I am probably in a minority, but I absolutely love the fact that Philadelphia mayor John Street camped out in line to get an iPhone today. As we all learned during the wiretap scandal four years ago, the man lives on his BlackBerry, and I think it’s great that he’s demonstrating that he can use the city’s wireless network to stay connected and do his job out in the field. Plus it gave citizens a chance to speak their mind – which many did, criticizing him for being in line when the city’s murder rate is so high and so forth.

I admit, I don’t get the criticism. If Street were in his office making phone calls and sending e-mails, would that somehow be better? Did Philadelphians think their mayor was patrolling the city himself? And for crying out loud, we have a governor who comes back from Harrisburg to Philadelphia for every Eagles game and then spends several hours on camera as a post-game analyst. These elected officials are allowed to have lives, so until someone points out a bit of city business that didn’t get done today, I don’t have a problem.

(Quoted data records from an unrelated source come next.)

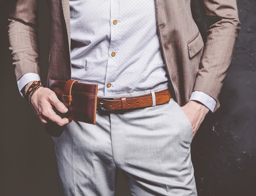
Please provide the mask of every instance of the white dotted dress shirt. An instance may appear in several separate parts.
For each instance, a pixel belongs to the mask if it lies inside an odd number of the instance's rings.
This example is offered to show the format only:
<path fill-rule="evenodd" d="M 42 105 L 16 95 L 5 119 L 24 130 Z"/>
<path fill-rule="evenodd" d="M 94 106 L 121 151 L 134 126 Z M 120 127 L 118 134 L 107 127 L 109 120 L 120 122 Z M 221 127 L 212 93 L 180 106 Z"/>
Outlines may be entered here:
<path fill-rule="evenodd" d="M 98 84 L 98 94 L 105 96 L 168 85 L 154 0 L 70 0 L 70 5 L 72 79 Z M 27 74 L 18 86 L 20 90 L 38 80 Z M 212 111 L 216 105 L 200 91 L 193 92 L 191 100 Z"/>

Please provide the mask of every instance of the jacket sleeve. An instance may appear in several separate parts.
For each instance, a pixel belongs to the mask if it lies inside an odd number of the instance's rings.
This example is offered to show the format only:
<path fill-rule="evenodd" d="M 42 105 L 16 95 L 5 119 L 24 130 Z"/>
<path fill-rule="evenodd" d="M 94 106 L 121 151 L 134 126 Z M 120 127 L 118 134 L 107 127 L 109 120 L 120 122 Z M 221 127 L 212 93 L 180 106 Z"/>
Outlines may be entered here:
<path fill-rule="evenodd" d="M 207 37 L 193 91 L 217 101 L 240 29 L 236 0 L 198 0 Z"/>
<path fill-rule="evenodd" d="M 8 33 L 16 80 L 29 73 L 40 75 L 36 0 L 18 0 L 9 16 Z"/>

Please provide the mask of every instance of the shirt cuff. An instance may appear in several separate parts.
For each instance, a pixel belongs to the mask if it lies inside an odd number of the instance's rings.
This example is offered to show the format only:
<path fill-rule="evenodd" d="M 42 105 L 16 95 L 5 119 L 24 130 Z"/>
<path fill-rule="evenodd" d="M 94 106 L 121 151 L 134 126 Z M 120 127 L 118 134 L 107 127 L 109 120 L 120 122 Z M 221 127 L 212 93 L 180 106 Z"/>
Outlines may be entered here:
<path fill-rule="evenodd" d="M 22 93 L 22 90 L 25 86 L 28 83 L 32 82 L 32 81 L 38 81 L 40 80 L 40 76 L 37 74 L 34 73 L 28 73 L 23 75 L 17 81 L 18 87 L 19 89 L 20 93 L 23 97 L 24 97 L 25 95 Z"/>
<path fill-rule="evenodd" d="M 217 102 L 209 95 L 201 91 L 195 91 L 192 92 L 189 100 L 200 102 L 204 105 L 212 112 L 213 112 Z"/>

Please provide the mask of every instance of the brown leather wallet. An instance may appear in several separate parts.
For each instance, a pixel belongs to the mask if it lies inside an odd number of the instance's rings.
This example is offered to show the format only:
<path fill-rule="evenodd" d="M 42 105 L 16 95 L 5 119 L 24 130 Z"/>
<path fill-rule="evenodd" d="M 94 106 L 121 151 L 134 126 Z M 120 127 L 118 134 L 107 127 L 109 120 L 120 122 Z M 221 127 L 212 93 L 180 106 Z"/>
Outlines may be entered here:
<path fill-rule="evenodd" d="M 94 125 L 96 123 L 98 85 L 50 79 L 50 89 L 68 108 L 65 114 L 55 111 L 62 117 Z"/>

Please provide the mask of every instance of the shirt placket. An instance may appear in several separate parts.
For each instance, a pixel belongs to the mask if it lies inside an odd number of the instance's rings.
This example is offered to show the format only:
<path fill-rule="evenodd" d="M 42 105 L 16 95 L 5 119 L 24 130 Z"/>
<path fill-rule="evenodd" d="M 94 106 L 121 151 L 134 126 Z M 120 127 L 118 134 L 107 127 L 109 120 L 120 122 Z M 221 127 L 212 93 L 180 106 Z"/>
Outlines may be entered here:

What I do have a problem with is the Inquirer’s headline. “Mayor on line to buy iPhone.” As my brother and I have said on many occasions – you don’t wait on a line, you wait in a line. Unless someone’s painted a line on the ground and told you to stay there, anyway. I’m willing to excuse this as a pun based on the iPhone’s net connectivity since the writers got it right within the article, but c’mon people. We have a linguistic heritage to stick with here.

2 Comments

  1. Ping from Earl Green:

    I’ve heard a lot about “waiting on line” for something, but I’ve only ever heard it from folks in the northeast. Are your lines two stories there, with people standing on top of other people? I am confused.

  2. Ping from Dave Thomer:

    It was the bane of my existence while I lived in New York, let me tell you.